VFS has still not updated the status. 
can anyone tell from experience what the outcome can be? I mean is it that "outcome" means letter with rejection again or possible a VISA and review of decision?

I appealed on 14th march and yesterday I received this email.


----------



## Klipspringer (Feb 21, 2015)

The only way to know is to collect the outcome. Good luck!


----------



## LegalMan (Dec 26, 2012)

Klipspringer said:


> The only way to know is to collect the outcome. Good luck!


Yes, go in and get it and let us know!


----------



## I_SINGH (Mar 12, 2016)

*Got the visa*



LegalMan said:


> Yes, go in and get it and let us know!



Got the Critical Skills Visa.... 
applied on 4th March got rejection on 8th March.
Appealed on 11th March got VISA on 8th April.

Good Luck to All.


----------



## Kickagainstxenophobia (Feb 9, 2016)

I_SINGH said:


> Got the Critical Skills Visa....
> applied on 4th March got rejection on 8th March.
> Appealed on 11th March got VISA on 8th April.
> 
> Good Luck to All.


Congrats!!!

Am happy for u. Go get that job my friend.


----------



## I_SINGH (Mar 12, 2016)

Kickagainstxenophobia said:


> Congrats!!!
> 
> Am happy for u. Go get that job my friend.
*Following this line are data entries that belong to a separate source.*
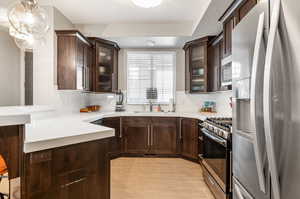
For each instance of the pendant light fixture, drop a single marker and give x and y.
(147, 3)
(28, 23)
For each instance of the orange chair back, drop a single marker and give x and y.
(3, 167)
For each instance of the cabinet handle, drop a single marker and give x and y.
(180, 130)
(121, 132)
(151, 135)
(148, 135)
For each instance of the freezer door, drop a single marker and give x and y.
(245, 169)
(249, 154)
(282, 99)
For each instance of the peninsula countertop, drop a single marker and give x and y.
(62, 130)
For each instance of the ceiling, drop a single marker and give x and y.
(169, 25)
(124, 11)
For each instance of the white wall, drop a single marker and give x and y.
(45, 71)
(10, 70)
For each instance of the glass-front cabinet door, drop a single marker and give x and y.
(104, 68)
(198, 68)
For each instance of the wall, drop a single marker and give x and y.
(10, 70)
(45, 70)
(184, 102)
Thanks....already have one


----------



## Kickagainstxenophobia (Feb 9, 2016)

I_SINGH said:


> Thanks....already have one


Oh wow. Amazing. 
Anyways, I need a job in my category. My CSV for 5yrs is counting. Although abt to apply for my PR. Plz link me guys. I need a job.


----------



## LegalMan (Dec 26, 2012)

Try Adzuna.co.za - lists all South African jobs.


----------



## cllo (Apr 15, 2016)

Congrats on the CSV! Just wondering did you apply within SA? I applied from Canada and I'm still waiting for my CSV appeal outcome and it's been 3 months


----------



## Kickagainstxenophobia (Feb 9, 2016)

cllo said:


> Congrats on the CSV! Just wondering did you apply within SA? I applied from Canada and I'm still waiting for my CSV appeal outcome and it's been 3 months


Yes I applied in SA. My appeal took more than 1 year.


----------



## cllo (Apr 15, 2016)

Kickagainstxenophobia said:


> Yes I applied in SA. My appeal took more than 1 year.


Oh sorry my question was actually directed towards the original poster. 
I emailed Nobuhle Mazibuko who then forwarded my appeal status query to Adziliwi Muravha, Mokale Segone, and Sakia Lekala... but I still haven't heard anything


----------



## I_SINGH (Mar 12, 2016)

yes I applied in SA. 
you need to keep on following up with them. they wont reply till your case has some fault from there side. (my guess) as my rejection was really a shock .The rejection out come was made with illogical interpretation by adjudicator. They realised it and acted fast on it.


----------